Andy Garcia liked this story so much he also produced. It's easy to see why he fell head over heels for this labour of love. It's a realistic love story written more for the heart than the head, but sadly, it's unlikely to restore the lustre its two stars had at the beginning of the decade.
Garcia is Gary, an assured, successful street animal - a ticket tout who could sell snow to an Eskimo. Gary spends his days strutting his stuff outside museums, concert halls and sport stadiums and runs a happy band of street merchants, getting his inspiration from burnt-out mentor Benny (Bradford). Yet Gary is rapidly losing confidence and faith. The love of his life Linda (MacDowell) leaves him after she becomes tired of his broken promises and now a slick operator is ruthlessly taking over his patch. So Gary decides to get out while he can and win back his angel but first he needs a nest egg, and the perfect once-in-a-lifetime opportunity presents itself in the form of the Pope's Easter Mass at Yankee Stadium.
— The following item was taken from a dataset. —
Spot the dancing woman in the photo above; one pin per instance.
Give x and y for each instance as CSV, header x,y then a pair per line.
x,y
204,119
Mixing pathos and humour, this makes subtle observations about society and proves that the power of companionship shouldn't be underestimated. Garcia is good as The Man (as he likes to call himself) and he and MacDowell make a convincing couple. But it's Bradford as Gary's hard of hearing, loyal educator that manages to stand out from the crowd.
Shot in a raw, up close and personal style with naturalistic lighting, the skilful camerawork easily complements the story. However, it tends to drag in its more sombre moments and like many love affairs, it's imperfect in places. But sniping aside, this small scale tear-jerker deserves to find an audience.